Ballakrishnen compares two lawyers at the same firm saying that one of them was able to negotiate a work flexibility to accommodate childcare while the other had more difficulty with these negotiations because she was an “outsider”. The implication seems to be that she is an outsider in terms of either caste or class but this is not clear. While it is true that a pre-determined policy that all women within the firm may access when they need to would be simpler than each woman needing to negotiate her options, it is not clear that caste or class is a barrier here.
Implications (hopes) for the future
Ballakrishnen worries about what the situation would be after the “impending liberalisation” of the legal market. I am less hopeful about the liberalisation being impending than Ballakrishnen is but if it does happen, I am not as worried as she seems to be. She worries that foreign firms may merge with existing domestic firms and as a result, the partnership track would inevitably become longer than it currently is, thus taking away one of the factors that allowed women to negotiate their work plans to accommodate childcare. I would expect the market liberalisation to result in a wide variety of options for Indian lawyers – domestic firms that have merged with foreign firms, domestic firms that do not merge, and in time, foreign firms that set up shop in India. These range of options in a market will give lawyers (men and women) more choice and firms would have to respond by providing more than just attractive salaries to retain talent.
Accidents and intentions
The road to hell is paved with good intentions; but perhaps the road to something better than hell in paved with happy accidents? Since some of these accidents detailed in Accidental Feminism were brought about by India liberalising its economy in the 1990s, this might also be a story of free market feminism.

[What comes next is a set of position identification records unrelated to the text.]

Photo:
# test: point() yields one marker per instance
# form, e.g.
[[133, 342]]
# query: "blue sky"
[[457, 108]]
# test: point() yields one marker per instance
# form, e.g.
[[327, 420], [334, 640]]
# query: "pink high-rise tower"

Thus, while I find the title of the book delicious, I would have to say that what Ballakrishnen calls unintended or accidental feminism, I see as free market feminism. I see the merit in calling it accidental considering the range of variables that needed to come together to make the “gender is not an issue” story come alive in Indian (elite) law firms. However, many of these variables were market responses to the liberalisation efforts (coupled with foreign law firms being barred from the country) in the nineties. If women lawyers in these firms needed childcare help, the existing family networks and a type of labour force came to the rescue. The availability of women from the previous generation meant that the female lawyers in question could depend on them rather than on domestic help. When this is not available in future, professionals in need are bound to get over their hesitation about employing people of a different caste/ class to perform childcare duties. In any case, I do not have the same hesitation as Ballakrishnen about allowing actors to use the term feminism even if they do not subscribe to the mainstream version of feminism, whatever that is. In fact, allowing the firms to take on that title may incentivise them to live up to it by pursuing more intentional policies. The only worry is that the intentional policies might inadvertently undo the gains achieved so far.
In this book’s account, the positive outcomes were unintentional. However, there may be well-intended actions (the introduction of gender quotas on company boards for instance) with negative consequences. It is important to be alive to the costs and benefits – of law, regulation, or even voluntary corporate action – to ensure that there is a net gain. On the other hand, when we see a net gain from actions, even if those are unintentional, we should not hesitate to take advantage of it. The focus on merit in these firms has worked, albeit with some issues. This book helps us identify the issues and consider improvements to the current model. As Ballakrishnen says, the time for this is now. I would just caution that any intentional actions should be well-considered.